In the US, it's asked but I learned a while ago to dodge the question if they ask. If they're genuinely unsure, that tends to be a red flag. If they have a number in mind, we just negotiate and see if we can't come to a common understanding. I say that with the understanding that negotiating isn't something that comes easy for a lot of folks. I personally have found it an extremely useful skill over the years.
Different markets will bear different negotiation tactics. California, for example, made it illegal for a potential employer to ask a candidate this information.
I meant that, negotiation aside, here it literally is their business (via form P45) in setting you up on payroll. (Unless you time it or take a break such that the new job is your only one since 6 April, i.e. in the current tax year.)
Thinking about it - I do know/can infer a little about the US - everyone does (or has someone do) their own taxes there, so it's not needed. The purpose of this in the UK is that the second employer within a tax year can set up the new employee correctly so tax isn't underpaid as a result of ignoring the previous income.
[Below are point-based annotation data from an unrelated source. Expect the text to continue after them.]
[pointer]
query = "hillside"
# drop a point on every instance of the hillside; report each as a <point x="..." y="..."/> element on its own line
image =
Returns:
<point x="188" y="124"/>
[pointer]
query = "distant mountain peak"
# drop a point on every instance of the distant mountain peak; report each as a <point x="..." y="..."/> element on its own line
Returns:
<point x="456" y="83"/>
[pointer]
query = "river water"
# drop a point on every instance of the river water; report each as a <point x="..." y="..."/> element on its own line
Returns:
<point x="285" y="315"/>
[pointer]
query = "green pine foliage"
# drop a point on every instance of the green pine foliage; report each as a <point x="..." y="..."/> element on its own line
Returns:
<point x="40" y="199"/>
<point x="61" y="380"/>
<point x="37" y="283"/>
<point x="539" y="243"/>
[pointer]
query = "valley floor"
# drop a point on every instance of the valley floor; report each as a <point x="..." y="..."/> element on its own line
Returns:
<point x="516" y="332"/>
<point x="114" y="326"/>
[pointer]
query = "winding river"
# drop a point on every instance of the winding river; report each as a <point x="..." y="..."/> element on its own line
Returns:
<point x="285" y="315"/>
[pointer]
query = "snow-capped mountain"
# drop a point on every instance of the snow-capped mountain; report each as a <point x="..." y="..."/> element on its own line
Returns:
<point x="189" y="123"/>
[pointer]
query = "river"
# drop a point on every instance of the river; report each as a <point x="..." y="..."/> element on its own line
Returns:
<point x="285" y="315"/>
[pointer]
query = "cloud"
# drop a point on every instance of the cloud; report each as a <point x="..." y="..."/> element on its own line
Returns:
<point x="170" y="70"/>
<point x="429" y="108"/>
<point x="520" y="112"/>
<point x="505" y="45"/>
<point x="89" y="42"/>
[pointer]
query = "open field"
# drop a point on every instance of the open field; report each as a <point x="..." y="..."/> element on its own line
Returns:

(PAYE - Pay As You Earn - income tax, national insurance contributions, and student loan repayments are handled by employer. People only 'do taxes' (self-assessment) here if self-employed, have capital gains over the allowance or sale price over the reportable amount, etc. extra curricular stuff like that that, especially because of allowances before the tax kicks in, most people don't need to. I would guess the most common reason is pension contributions made with post-tax money (employer's pension scheme is of course paid into primarily through payroll, not that) for those earning enough to have a higher marginal rate of income tax - you get the basic rate back on contributions automatically, since everyone pays it, but any extra requires self- assessment.)